What is a "suretyship‟?
A suretyship involves three parties being the creditor, the principal debtor and yourself, as the surety. It is a contract between the creditor and the surety, in his personal capacity, in terms of which the surety undertakes to fulfil the obligations due to the creditor by the principal debtor, in the event that the principal debtor fails in whole or in part to fulfil the obligations himself. In essence, the surety agrees to step into the principal debtor‟s shoes, if that debtor can no longer fill those shoes financially, so to speak, vis-à-vis his creditor.
At what point does a debtor’s debt become enforceable as against the surety?
- A suretyship agreement cannot exist without a principal obligation. Thus the creditor can only claim the performance of the obligation from the surety if the principal debtor fails to perform in terms of the principal obligation.
- The intention of the parties must be to conclude a suretyship agreement.
- The General Law Amendment Act 50 of 1956 provides that a valid suretyship agreement must be embodied in a written document.
- The parties must agree on the extent to which the surety accepts liability and the period for which the surety can be held liable.
In practice most suretyship agreements make provision for the surety to bind himself as surety and co-principal debtor. In such instances, the surety‟s obligations are equivalent to those of the principal debtor and he is jointly and severally liable to the creditor. A consequence of signing as both surety and co-principal debtor results in the renunciation of the benefits of excussion. This means that the creditor need not seek to recover the debt from the principal debtor first before enforcing the agreement against the surety, a particularly onerous arrangement for the surety / co-principal debtor.
What happens when you sign a suretyship agreement without the intention of binding yourself as a surety?
Although the formulated intention to enter into a suretyship agreement is a requirement of a valid suretyship agreement, general contract law principles dictate that it is presumed that anyone who signs a document has the intention of entering into the agreement contained within that document (the caveat subscriptor principle). Therefore the court in the case of Langeveldt v Union Finance Holdings (Pty) Ltd 2007 (4) SA 572 (W), discussed that a surety seeking to be released from liability in terms of a suretyship agreement will have to bear the onus of convincing the court that he had no intention of entering the suretyship agreement in issue.

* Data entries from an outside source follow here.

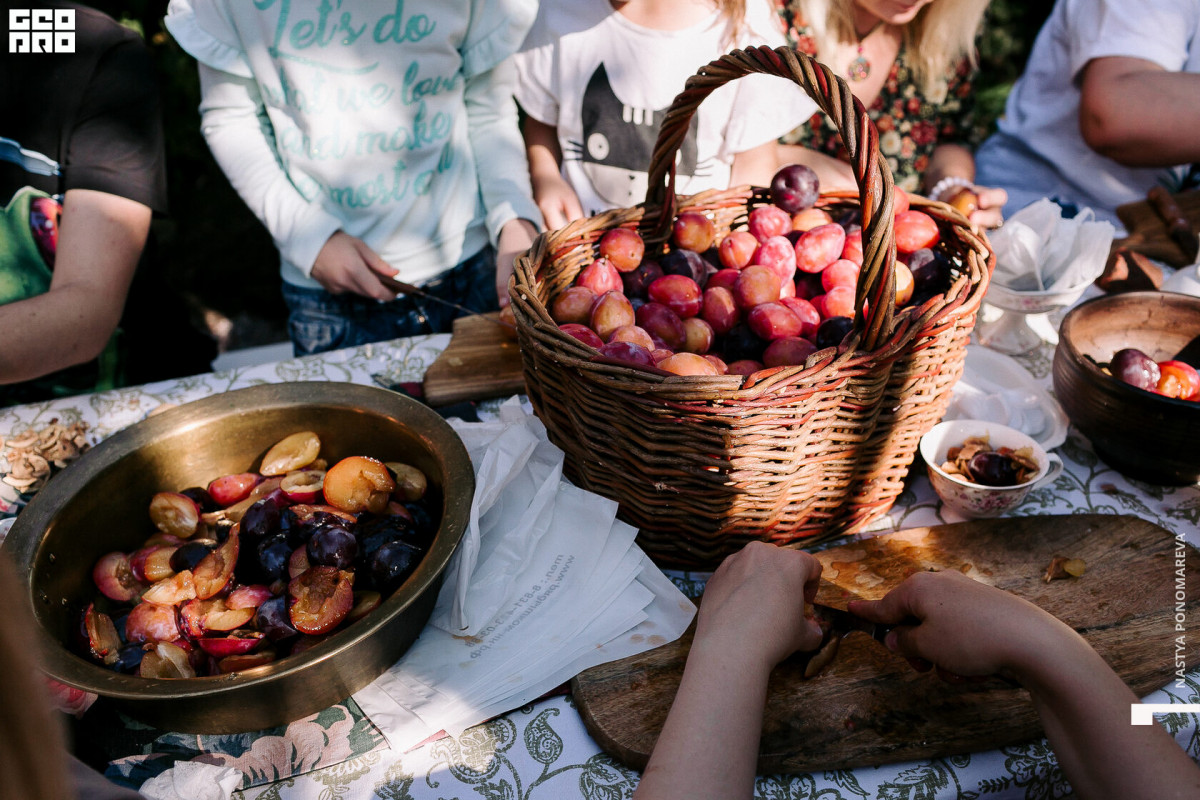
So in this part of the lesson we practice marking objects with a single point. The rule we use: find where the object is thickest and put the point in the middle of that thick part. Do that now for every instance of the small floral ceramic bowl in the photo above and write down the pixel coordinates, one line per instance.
(976, 500)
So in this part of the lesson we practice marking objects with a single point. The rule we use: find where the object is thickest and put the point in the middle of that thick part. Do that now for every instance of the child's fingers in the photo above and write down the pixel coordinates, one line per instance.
(894, 607)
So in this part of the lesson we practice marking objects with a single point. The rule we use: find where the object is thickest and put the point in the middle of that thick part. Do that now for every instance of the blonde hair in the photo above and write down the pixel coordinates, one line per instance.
(942, 32)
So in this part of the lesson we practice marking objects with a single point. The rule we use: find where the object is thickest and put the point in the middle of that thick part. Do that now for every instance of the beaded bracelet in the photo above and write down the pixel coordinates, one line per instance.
(949, 181)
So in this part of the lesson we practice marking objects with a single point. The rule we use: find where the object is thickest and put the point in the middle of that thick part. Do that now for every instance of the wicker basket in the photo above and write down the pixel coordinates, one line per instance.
(790, 455)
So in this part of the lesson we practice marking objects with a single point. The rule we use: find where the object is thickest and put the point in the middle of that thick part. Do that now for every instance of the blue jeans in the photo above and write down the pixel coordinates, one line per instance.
(319, 322)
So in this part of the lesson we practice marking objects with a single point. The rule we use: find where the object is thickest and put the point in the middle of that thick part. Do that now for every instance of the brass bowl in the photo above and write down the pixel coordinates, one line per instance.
(99, 505)
(1139, 433)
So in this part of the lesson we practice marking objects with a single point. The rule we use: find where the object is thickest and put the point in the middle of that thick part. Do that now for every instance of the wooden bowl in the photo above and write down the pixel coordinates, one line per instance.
(99, 505)
(1139, 433)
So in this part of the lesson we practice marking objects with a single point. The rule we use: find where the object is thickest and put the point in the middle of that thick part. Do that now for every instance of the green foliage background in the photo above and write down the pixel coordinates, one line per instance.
(217, 256)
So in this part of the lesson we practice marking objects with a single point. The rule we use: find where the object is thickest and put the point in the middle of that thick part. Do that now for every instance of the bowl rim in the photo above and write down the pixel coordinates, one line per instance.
(1092, 367)
(1039, 452)
(27, 535)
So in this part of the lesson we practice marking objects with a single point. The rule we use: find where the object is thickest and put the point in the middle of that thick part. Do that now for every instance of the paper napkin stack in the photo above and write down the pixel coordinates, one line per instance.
(546, 583)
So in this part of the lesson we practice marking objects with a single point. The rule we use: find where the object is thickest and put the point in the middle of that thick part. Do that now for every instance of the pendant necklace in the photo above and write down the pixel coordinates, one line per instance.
(861, 66)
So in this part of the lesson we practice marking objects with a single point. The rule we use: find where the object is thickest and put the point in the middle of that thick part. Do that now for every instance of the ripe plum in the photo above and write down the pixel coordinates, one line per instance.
(795, 187)
(915, 230)
(678, 293)
(600, 276)
(1137, 368)
(767, 221)
(611, 311)
(624, 247)
(693, 230)
(820, 247)
(737, 248)
(573, 306)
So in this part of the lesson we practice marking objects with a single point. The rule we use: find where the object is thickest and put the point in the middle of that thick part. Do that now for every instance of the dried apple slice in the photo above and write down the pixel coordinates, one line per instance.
(115, 578)
(411, 482)
(215, 570)
(364, 603)
(249, 596)
(304, 486)
(321, 599)
(304, 512)
(154, 563)
(175, 513)
(103, 642)
(291, 453)
(201, 617)
(151, 623)
(167, 661)
(171, 591)
(235, 644)
(359, 483)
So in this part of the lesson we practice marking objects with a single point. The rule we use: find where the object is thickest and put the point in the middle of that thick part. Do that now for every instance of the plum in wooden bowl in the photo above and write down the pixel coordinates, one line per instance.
(1140, 433)
(96, 512)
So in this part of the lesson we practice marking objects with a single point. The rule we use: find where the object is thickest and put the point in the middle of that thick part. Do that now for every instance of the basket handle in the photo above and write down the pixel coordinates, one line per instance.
(876, 280)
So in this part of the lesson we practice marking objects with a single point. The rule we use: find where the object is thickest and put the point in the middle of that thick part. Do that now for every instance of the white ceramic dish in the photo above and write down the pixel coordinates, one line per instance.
(999, 389)
(975, 500)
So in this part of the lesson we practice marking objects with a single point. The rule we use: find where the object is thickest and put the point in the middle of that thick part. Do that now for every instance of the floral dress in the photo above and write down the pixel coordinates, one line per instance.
(911, 122)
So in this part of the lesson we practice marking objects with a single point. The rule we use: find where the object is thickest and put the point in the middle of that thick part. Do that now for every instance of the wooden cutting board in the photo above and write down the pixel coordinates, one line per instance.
(481, 361)
(869, 707)
(1147, 232)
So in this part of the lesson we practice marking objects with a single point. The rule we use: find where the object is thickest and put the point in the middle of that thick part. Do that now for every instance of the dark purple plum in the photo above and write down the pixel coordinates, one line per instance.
(333, 546)
(795, 187)
(832, 331)
(189, 554)
(1137, 368)
(273, 554)
(688, 264)
(993, 469)
(377, 530)
(637, 281)
(742, 343)
(391, 564)
(261, 519)
(129, 659)
(273, 620)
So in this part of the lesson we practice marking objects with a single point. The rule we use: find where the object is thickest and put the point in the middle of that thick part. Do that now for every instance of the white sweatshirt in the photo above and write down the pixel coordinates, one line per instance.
(391, 120)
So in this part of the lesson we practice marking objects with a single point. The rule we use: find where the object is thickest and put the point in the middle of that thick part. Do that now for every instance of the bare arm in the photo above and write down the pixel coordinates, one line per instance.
(100, 242)
(750, 619)
(1139, 114)
(755, 166)
(551, 192)
(1083, 704)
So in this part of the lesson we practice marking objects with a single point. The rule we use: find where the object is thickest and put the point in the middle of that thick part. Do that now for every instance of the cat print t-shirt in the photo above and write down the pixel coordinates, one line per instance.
(606, 83)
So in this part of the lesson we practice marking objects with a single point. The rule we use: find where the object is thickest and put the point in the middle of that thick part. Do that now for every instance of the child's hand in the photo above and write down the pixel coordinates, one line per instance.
(754, 605)
(516, 236)
(990, 205)
(347, 264)
(557, 199)
(965, 627)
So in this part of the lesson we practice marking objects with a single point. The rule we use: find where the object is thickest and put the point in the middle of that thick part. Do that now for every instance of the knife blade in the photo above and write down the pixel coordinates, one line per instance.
(417, 292)
(835, 621)
(838, 624)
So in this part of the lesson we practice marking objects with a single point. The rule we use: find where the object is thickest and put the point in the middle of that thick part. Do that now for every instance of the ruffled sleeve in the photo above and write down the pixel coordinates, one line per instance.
(205, 30)
(496, 31)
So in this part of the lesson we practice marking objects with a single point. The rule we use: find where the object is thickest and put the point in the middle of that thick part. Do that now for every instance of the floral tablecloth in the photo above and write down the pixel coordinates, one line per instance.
(543, 750)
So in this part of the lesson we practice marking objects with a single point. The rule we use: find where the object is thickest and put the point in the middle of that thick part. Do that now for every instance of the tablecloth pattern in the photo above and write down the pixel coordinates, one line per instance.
(543, 750)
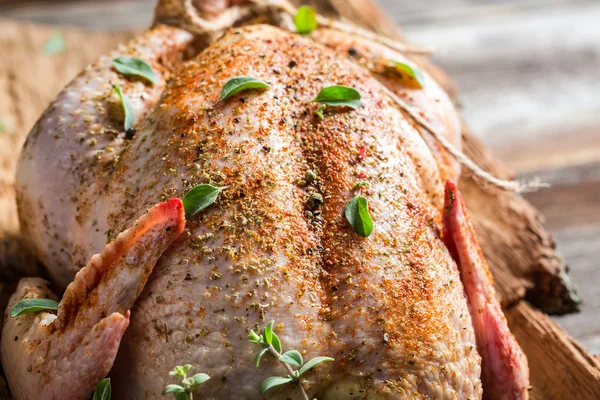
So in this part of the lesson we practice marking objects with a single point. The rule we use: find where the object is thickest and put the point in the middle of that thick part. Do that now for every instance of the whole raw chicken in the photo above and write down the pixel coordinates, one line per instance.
(407, 312)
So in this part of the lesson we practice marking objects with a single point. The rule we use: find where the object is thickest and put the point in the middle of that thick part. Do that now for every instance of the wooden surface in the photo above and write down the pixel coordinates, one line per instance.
(519, 260)
(528, 89)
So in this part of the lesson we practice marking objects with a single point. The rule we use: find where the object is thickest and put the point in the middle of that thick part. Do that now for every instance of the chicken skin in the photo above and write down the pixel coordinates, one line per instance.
(390, 308)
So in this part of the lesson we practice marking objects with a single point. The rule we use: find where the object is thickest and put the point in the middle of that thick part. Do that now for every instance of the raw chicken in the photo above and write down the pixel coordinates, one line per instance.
(389, 308)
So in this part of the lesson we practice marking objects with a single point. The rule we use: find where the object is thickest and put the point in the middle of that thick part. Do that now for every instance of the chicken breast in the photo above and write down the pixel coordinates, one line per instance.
(390, 308)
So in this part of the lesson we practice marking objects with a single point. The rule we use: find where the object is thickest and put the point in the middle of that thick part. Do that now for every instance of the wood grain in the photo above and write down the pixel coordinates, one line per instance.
(559, 367)
(520, 251)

In a similar vein, the Supreme Court of Appeal held in the recent judgment of Slip Knot Investments 777 (Pty) Ltd v Du Toit 2011 (4) SA 72 (SCA), that a person who was induced to sign a suretyship agreement by fraud or by the misrepresentation of a third party, and who is unaware of the nature of the document he is signing, will nevertheless be bound to the agreement if the lender is innocent and unaware of the surety‟s mistake. The lender would in such a case be entitled to rely on the appearance of liability created by the surety‟s signature, and the surety would not be entitled to rely on his unilateral mistake to escape liability under the agreement.
In terms of this SCA judgment, therefore, where a surety has signed a suretyship agreement with a creditor based on the fraud or misrepresentation of a third party, which is unbeknown to the creditor, the creditor has a valid and enforceable suretyship agreement.
What happens when a suretyship clause is included in an agreement that is yet to be signed?
Should you not wish to bind yourself as a surety and co-principal debtor, such intention needs to be clearly stated and communicated to the other parties, ahead of signature. When signing a contract on behalf of a juristic person, which contains a suretyship clause, it is not sufficient to merely draw a line through the clause and then sign the contract. To reinforce your intention of not binding yourself as surety you should initial next to your amendment of the contract and ensure that the creditor acknowledges this by way similarly initialling that change. This is particularly important where contracts include a “whole agreement” clause that requires any edits to be reduced to writing and acknowledged by all parties.
Whilst it is important that the minds of the parties to an agreement meet, a court will place emphasis on the fact that you may have lead the other party to believe that you were intending to bind yourself as surety and co-principal debtor, if you have not explicitly indicated otherwise in the agreement.
Should you ever find yourself in a situation in which you are called upon to stand as surety for another party, make sure you satisfy yourself as to the identity of the parties concerned, the nature and extent of the debt and the period for which you can be held liable. In this regard, it is worth noting that “continuing covering suretyship” clauses are often included in credit agreements, in relation to the surety. These can potentially bind the surety in perpetuity for the debts of the principal debtor, so binding the surety for debts that may become due any time in the future, even if that surety is no longer involved in any way with the debtor. A practical example is where an MD of a company binds himself as surety in perpetuity for that company‟s debts in relation to a particular supplier or service provider in the face of a suretyship in perpetuity. In such an instance, that surety can successfully be held to a suretyship agreement, even after he leaves the employ of the said company – a most unpleasant surprise that potentially lies in waiting for the unsuspecting surety, long after signature of the initial suretyship agreement.